The discovery of noncoding (NC) RNAs in the human genome was an important conceptual breakthrough for cancer research in the post-genome sequencing era.2 NCRNAs affect every stage of gene expression, from gene transcription and translation to messenger RNA (mRNA) stability.3, 4 Among NCRNAs, the microRNAs (miRNAs) are small NCRNA molecules (18–25 nucleotides in length) that regulate the expression of protein-coding/non-protein-coding genes by repressing translation or cleaving RNA transcripts in a sequence-specific manner.5 Accumulating evidence has demonstrated pivotal roles for miRNAs in human cancer pathogenesis.6, 7 Several studies have shown that hyperactivity or diminished function of microRNAs disrupt the tightly controlled RNA networks in cancer cells.4, 6, 7 Dysregulated RNA networks contribute to the development of cancer cells and the acquisition of the malignant phenotype.
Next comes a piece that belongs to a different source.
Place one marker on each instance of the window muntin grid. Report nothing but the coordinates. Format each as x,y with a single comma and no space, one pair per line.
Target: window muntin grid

We hypothesize that the identification of aberrantly expressed miRNA would be an important first step toward elucidating the details of miRNA-mediated oncogenic pathways. On the basis of this theory, we have constructed miRNA expression signatures of HNSCC clinical specimens and identified aberrantly expressed miRNAs.8, 9, 10, 11 Our previous studies showed that the miR-29 family (miR-29a/b/c), miR-218, miR-451a and the miR-26 family (miR-26a/b) were significantly reduced in HNSCC tissues. Furthermore, ectopic expression of these miRNAs inhibited cancer cell aggressiveness through the targeting of genes involved in ‘focal adhesion’ and ‘extracellular matrix (ECM)–receptor interaction’ pathways.8, 9, 12, 13, 14
For example, aberrant expression of ECM components and activation of ECM-mediated signals have been observed in cancer lesions and are known to trigger cancer cell aggressiveness.15, 16, 17 We demonstrated that laminin-332-integrin α6β4 signaling contribute to cancer cell migration and invasion in HNSCC, and these ECM components were regulated by the miR-29 family as well as miR-218.13, 14 Moreover, our recent study showed that downregulation of miR-223 enhanced ITGA3/ITGB1 signaling and contributed to cancer cell migration and invasion by prostate cancer cells.17 These data suggested that identification of miRNA-mediated oncogenic signaling pathways may have applications in the development of novel therapies targeted against metastatic cancers.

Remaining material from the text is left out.